НЕМЕЦКАЯ КАТАСТРОФА ИЛИ ЛОГИКА НЕМЕЦКОГО ПУТИ? 11 страница



Своей ловкой тактикой, первоначальной медлительностью, своей манерой ведения переговоров, то вызывающей, то сварливой, а также тем впечатлением искренности, честолюбия и энергичности, которое он сумел внушить людям, Гитлер, в конце концов, заставил своих противников поддерживать и финансировать его же восхождение, за которое им к тому же пришлось расплачиваться и в политическом отношении. Конечно, успех Гитлера был обусловлен и сопротивлением в собственных рядах, не позволявшем ему идти на какие‑либо значительные уступки. Газеты штрассеровского «Кампфферлага» во время переговоров растиражировали его слова, напечатав их аршинными, буквами: Самая большая опасность для немецкого народа исходит не от марксизма, а от буржуазных партий[135]. Точно так же при оценке этого тактического триумфа нельзя закрывать глаза на слепую жажду власти консерватизма немецко‑национального образца, пытавшегося паразитически присвоить себе силу и витальность нацистского движения и, объединившись с втайне презираемым, но одновременно и почитаемым выскочкой Гитлером, отсрочить давно назревшее прощание с историей. Тем не менее успех Гитлера остаётся примечательным фактом. Четыре с половиной года он выжидал, готовился, и — в соответствии с незабытым учением Карла Люгера — целенаправленно работал на союз с «мощными институтами», воплощавшими в себе политическое и общественное влияние. Когда же такой союз наконец был предложен, он постарался избежать впечатления рвущегося к власти честолюбца. Напротив, он реагировал на него холодно, самоуверенно и поставил свои условия, хотя именно на этом зиждилась вся его концепция завоевания власти. Только представив себе, что это означало для его личного, да и политического самолюбия — годами стоять во главе незначительной, замалчиваемой или же высмеиваемой партии экстремистов, вполне понимаешь, какой соблазн заключался для него в том покровительстве, которое ему предлагал Гугенберг: оно освобождало его от имиджа дешёвого псевдореволюционера и путчиста и возвращало возможность предстать перед общественностью в окружении влиятельных буржуазных авторитетов, используя репутацию знати. Это был шанс, который ему однажды уже был дан и который он тогда упустил; теперь он выказывал решимость использовать его гораздо осмотрительнее.
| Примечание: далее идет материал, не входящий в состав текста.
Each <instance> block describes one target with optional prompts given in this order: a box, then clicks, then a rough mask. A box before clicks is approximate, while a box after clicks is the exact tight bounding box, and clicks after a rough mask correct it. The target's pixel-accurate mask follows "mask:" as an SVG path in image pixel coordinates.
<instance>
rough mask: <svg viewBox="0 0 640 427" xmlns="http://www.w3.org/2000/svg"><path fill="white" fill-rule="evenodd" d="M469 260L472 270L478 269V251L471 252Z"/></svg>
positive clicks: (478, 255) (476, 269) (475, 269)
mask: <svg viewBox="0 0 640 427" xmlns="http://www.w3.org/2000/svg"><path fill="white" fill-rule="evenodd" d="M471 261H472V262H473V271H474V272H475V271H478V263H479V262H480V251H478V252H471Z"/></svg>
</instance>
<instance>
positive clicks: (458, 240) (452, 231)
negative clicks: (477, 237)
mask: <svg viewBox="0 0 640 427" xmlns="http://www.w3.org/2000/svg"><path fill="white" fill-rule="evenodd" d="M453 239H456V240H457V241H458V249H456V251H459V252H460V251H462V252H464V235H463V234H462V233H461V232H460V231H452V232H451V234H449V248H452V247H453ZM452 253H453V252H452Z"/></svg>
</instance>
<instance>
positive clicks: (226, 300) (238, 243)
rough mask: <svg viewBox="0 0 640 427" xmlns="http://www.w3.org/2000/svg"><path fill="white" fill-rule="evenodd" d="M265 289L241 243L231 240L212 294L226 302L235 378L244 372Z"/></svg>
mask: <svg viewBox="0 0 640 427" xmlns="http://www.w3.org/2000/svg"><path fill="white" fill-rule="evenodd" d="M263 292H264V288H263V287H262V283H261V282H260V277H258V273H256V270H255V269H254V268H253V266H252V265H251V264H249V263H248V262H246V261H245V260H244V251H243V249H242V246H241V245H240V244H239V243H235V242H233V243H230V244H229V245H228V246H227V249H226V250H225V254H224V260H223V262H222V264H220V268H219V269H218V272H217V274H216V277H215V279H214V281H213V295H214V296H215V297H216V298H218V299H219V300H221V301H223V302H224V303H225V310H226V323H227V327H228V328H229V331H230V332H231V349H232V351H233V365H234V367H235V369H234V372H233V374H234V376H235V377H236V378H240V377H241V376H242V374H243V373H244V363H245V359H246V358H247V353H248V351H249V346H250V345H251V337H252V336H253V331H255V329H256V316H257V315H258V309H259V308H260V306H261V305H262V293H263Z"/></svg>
Заключив союз, НСДАП прежде всего получила средства для развёртывания своего сильного пропагандистского аппарата, и она немедленно продемонстрировала общественности стиль своей пропаганды, беспримерный по радикальности и настырности. Как писал сам Гитлер в одном из писем того времени, ничего подобного в Германии ещё не бывало: «Мы перепахали наш народ, как этого не делала ни одна другая партия»[136]. Вся энергия, скопившаяся за годы ожидания, весь гнев его жаждавших действий последователей, казалось, вырвались наружу в натиске. Ни один из партнёров по союзу не мог равняться с НСДАП в безудержности, остроте и агитаторской ловкости. С самого начала она не оставляла сомнений в том, что план Юнга был только предлогом этой кампании, и превратила свою агитацию в шумный суд над «системой», якобы погрязшей в бездарности, предательстве и спекуляциях: «Время придёт», — восклицал Гитлер в конце ноября в своей речи в Херсбруке, — «и тогда у виновных в развале Германии пройдёт охота веселиться. Их охватит страх. Тогда они поймут, что возмездие грядёт». Словно зачарованные дикой демагогией национал‑социалистов, смотрели Гугенберг и остальные консервативные союзники по коалиции на высвобожденную ими мощную волну. Они ободряли её, подгоняли снова и снова. Ослеплённые уверенностью в своей руководящей роли, они ещё верили, что волна выносит их к берегу, между тем как она давно их поглотила.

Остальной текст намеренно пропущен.